The pleasure of a well-told story

Susan Reuben loves hearing stories read out loud. But don't ask her to caw.

May 2, 2019 11:32
The love of books can start in the classroom
3 min read

When I was nine-years-old, Mrs Bell, the teacher from the other form, would visit our classroom once a week to read us a story. From the first word, we were transfixed. It didn’t matter what she was reading — her voice was like a spell: charismatic, compelling, drawing each one of us inexorably into whichever world she had chosen that day.

The moment break-time came, the class would rampage to the school library, desperate to be the first to get hold of a copy of that week’s book so we could carry on reading it. Henceforth, it would pass from hand to hand till everyone had had their turn.
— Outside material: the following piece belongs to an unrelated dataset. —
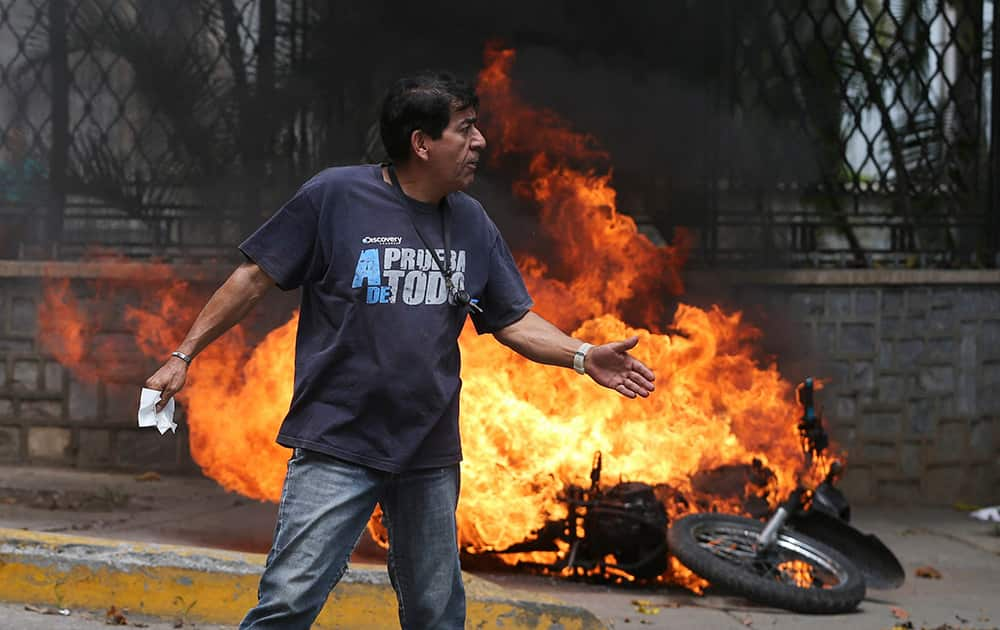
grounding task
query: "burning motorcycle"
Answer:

Something quite particular happens to a story when you hear it read out loud; it’s quite a different experience to absorbing it directly from the page. There is less time to reflect and to process, but the impact is richer and more dramatic. Each time, it’s like a new recipe, the triple ingredient of reader, listener and story producing endlessly varied results. Little wonder that, thousands of years after humans first learned to write stories down, we still choose to speak them aloud as well — and not just for children who haven’t yet learned to read.

We have, of course, just emerged from the ultimate festival of storytelling; at Pesach, we are not merely encouraged, but commanded to relate the story of the Exodus to our children so that it may pass down through the generations.